Tom, maybe you're right. Or maybe it is a transition stage until the people who don't see themselves as belonging to the society, and who are OK with using violence, take over. I suspect that a police force like the one in Ratherham would be very effective against them.
But I may be unreasonably optimistic. I have a tendency to go in that direction.
I'm sorry; it should be Rotherham (not Ra...). My mistake.
You could be right about the transition stage. That's a good point.
This is just fascinating, and I'm deeply moved by the fact that you folks feel my book worth this kind of insightful thought.
The criticism of my long speeches is just, and the diagnosis correct -- this was the first novel I ever wrote, though the second to be published. My dream was to do something along the lines of C.S. Lewis' "That Hideous Strength."

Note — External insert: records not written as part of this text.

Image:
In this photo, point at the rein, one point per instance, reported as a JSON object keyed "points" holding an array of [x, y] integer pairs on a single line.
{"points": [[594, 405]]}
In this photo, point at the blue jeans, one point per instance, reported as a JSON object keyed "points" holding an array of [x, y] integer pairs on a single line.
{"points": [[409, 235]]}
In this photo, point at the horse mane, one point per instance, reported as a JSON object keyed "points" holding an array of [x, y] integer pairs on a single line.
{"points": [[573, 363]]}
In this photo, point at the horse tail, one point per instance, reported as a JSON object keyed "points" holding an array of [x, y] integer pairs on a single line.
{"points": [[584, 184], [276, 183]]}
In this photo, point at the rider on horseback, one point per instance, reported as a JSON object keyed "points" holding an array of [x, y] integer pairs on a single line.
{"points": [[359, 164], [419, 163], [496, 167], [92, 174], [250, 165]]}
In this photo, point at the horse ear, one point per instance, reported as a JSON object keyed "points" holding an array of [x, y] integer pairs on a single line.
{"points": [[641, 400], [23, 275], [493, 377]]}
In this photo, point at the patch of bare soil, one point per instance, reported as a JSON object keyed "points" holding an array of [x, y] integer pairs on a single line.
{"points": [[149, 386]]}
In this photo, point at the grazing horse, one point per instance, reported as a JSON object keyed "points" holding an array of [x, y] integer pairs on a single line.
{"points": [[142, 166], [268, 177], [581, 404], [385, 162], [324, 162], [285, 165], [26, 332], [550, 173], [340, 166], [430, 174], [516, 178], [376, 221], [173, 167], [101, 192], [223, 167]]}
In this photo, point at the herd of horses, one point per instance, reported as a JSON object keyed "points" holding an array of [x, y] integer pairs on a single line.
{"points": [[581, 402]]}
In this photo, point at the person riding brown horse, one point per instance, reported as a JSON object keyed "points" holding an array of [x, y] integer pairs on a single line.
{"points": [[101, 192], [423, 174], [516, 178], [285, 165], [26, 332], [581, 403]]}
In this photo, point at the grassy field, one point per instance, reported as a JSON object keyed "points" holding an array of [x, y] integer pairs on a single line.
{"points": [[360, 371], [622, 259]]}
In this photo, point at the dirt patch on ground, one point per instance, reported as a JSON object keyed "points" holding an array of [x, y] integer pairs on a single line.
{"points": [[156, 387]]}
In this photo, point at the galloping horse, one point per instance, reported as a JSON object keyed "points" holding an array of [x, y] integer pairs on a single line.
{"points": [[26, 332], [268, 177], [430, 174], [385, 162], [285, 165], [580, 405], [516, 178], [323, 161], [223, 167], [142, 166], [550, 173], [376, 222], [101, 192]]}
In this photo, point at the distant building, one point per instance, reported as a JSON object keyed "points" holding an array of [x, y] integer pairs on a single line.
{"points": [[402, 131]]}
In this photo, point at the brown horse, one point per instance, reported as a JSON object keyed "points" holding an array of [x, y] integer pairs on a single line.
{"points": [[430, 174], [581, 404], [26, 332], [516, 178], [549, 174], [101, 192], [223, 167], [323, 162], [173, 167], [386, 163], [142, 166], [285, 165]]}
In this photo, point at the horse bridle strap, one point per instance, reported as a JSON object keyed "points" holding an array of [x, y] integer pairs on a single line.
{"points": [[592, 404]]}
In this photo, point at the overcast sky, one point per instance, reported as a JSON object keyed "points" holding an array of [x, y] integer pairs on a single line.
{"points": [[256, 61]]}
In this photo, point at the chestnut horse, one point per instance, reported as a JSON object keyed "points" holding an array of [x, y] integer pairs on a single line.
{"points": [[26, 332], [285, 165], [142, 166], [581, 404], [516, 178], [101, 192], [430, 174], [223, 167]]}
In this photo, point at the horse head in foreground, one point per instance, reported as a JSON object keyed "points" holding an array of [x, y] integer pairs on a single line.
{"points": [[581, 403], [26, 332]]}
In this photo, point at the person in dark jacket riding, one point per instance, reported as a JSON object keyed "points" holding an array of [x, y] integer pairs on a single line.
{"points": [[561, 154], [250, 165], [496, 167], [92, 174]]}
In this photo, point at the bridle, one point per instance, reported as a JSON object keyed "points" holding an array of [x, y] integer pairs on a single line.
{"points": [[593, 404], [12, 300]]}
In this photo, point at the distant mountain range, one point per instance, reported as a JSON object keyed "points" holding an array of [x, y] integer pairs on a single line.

The most cheering news story I've read recently involved the "Scaffold" art installation recently dismantled at the Walker Art Center (no relation) in Minneapolis. The work was intended to comment on capital punishment in general, and the execution of Dakota braves during the 1862 Dakota War in particular. Native Americans complained that it was cultural appropriation and got it dismantled and burned.
It occurred to me that the project of Leftism may be going through a collapse just like the collapse of the Soviet Union, and that when it comes it may surprise us as much as that did (though in retrospect we can see it as inevitable). We may be reaching the point where the whole "scaffolding" of Progressivism has attained fatal instability.
My only fear is that the Right may collapse first, due to our own divisions and dissolving connections.
Lars, thanks for writing a book worth talking about!
So, to make the link to Wolf Time explicit, the view of government and society it promotes is not merely untethered from the Aristotelian ideal.
I'm not sure the novel promotes this view so much as suggests that's where we're heading. But, to get to your point, I take the "social contract" as Locke does. The contract, then, is not just whatever the people agree to. Governments and societies are created to preserve the inherent rights of individual members of those societies, and the contract is that the people should obey the laws as long as the government protects those rights. When the government stops protecting those rights, or infringes on those rights, then the contract is broken.
So, Locke also sets up a standard, but it's not Aristotle's standard. Of course, there are other views of the social contract.
But maybe we're getting into the second discussion here.
I know I'm rather late to the discussion, but one of the misfires in the book is the smokers re-enfranchisement.
I worked with teenagers from 2000-2011. Tobacco has been thoroughly demonized in the minds of Millennials. I asked a group of 100 whether drinking and driving or smoking and driving was worse and all but one said smoking was more dangerous. Perhaps the generation after the Millennials will rebel and return to tobacco.
However, while I don't see Millennials returning to tobacco, they readily embrace other forms of smoking. Namely marijuana. I've heard "It's all natural," "it's healthy for you," and "it's good for the environment."
So, I think the spirit of the smokers re-enfranchisement in was correct. The focus has just shifted to another product.